The day on which her sentence was to be carried out was the very last one of the sixth year of the years during which she had neither spoken nor laughed, to free her dear brothers from the evil spell. The six shirts were ready, all except one which wanted the left sleeve. And when she was led to the pile of wood, she carried the six shirts on her arm, and when she mounted the pile and the fire was about to be kindled, all at once she cried out aloud, for there were six swans coming flying through the air; and she saw that her deliverance was near, and her heart beat for joy.
The swans came close up to her with rushing wings, and stooped round her, so that she could throw the shirts over them; and when that had been done the swanskins fell off them, and her brothers stood before her in their own bodies quite safe and sound; but as one shirt wanted the left sleeve, so the youngest brother had a swan's wing instead of a left arm.
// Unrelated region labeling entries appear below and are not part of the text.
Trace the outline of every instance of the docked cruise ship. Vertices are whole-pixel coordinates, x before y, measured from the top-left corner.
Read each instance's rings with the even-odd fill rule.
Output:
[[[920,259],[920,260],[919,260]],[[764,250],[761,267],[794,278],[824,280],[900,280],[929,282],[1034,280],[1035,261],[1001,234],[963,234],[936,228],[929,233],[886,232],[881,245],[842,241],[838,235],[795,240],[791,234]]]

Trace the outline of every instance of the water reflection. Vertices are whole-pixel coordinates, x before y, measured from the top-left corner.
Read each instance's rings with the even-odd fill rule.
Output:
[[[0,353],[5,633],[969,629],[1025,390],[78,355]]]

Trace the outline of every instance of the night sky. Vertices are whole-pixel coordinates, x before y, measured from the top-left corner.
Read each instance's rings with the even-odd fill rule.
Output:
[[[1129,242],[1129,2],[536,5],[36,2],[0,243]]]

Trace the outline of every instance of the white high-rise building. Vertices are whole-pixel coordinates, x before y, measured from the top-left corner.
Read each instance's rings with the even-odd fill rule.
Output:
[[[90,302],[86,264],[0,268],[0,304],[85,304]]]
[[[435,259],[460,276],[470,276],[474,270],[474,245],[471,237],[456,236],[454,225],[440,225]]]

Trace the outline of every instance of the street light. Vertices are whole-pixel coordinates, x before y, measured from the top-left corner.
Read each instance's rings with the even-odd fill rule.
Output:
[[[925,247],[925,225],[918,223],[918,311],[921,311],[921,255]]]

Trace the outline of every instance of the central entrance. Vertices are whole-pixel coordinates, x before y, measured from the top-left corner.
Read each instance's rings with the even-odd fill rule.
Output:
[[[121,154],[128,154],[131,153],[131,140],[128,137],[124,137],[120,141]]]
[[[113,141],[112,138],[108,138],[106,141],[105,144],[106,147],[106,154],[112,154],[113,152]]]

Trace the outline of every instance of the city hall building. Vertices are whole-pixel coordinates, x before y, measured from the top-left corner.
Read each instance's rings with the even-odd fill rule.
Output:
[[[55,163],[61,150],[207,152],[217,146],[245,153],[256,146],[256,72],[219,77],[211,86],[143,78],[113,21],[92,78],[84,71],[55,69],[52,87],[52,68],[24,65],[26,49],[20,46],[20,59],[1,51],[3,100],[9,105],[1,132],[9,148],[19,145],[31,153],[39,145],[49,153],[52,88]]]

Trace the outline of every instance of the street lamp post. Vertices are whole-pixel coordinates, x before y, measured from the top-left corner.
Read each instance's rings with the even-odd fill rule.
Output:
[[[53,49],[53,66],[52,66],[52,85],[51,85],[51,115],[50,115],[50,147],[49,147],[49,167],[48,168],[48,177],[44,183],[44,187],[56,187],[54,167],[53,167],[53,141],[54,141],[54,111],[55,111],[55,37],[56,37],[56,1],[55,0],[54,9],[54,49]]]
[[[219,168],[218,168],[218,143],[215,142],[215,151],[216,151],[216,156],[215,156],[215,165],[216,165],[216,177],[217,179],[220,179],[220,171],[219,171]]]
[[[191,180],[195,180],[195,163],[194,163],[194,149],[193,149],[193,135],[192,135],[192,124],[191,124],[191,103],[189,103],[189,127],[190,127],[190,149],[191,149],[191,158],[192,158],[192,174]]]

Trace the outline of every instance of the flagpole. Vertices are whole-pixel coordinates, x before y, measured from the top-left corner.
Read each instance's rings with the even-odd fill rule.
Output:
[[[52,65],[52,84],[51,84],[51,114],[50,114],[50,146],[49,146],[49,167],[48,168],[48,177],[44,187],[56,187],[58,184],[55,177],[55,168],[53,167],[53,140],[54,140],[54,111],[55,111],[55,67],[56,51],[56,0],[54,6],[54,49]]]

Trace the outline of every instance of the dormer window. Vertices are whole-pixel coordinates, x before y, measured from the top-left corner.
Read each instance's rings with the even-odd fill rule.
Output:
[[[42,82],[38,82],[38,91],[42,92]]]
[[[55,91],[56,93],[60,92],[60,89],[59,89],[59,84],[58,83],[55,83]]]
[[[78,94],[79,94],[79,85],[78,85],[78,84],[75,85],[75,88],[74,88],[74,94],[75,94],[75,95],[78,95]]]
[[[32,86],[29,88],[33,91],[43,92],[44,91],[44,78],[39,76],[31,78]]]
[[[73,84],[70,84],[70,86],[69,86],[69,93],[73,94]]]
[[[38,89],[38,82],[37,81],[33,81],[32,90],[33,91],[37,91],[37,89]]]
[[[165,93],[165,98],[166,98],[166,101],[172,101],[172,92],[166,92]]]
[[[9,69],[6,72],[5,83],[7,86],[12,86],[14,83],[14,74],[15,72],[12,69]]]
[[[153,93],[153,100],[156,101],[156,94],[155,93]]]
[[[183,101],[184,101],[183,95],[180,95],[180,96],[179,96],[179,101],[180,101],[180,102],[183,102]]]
They embraced and kissed each other, and the queen went up to the king, who looked on full of astonishment, and began to speak to him and to say, "Dearest husband, now I may dare to speak and tell you that I am innocent, and have been falsely accused," and she related to him the treachery of the step-mother, who had taken away the three children and hidden them. And she was reconciled to the king with great joy, and the wicked step-mother was bound to the stake on the pile of wood and burnt to ashes. And the king and queen lived many years with their six brothers in peace and joy.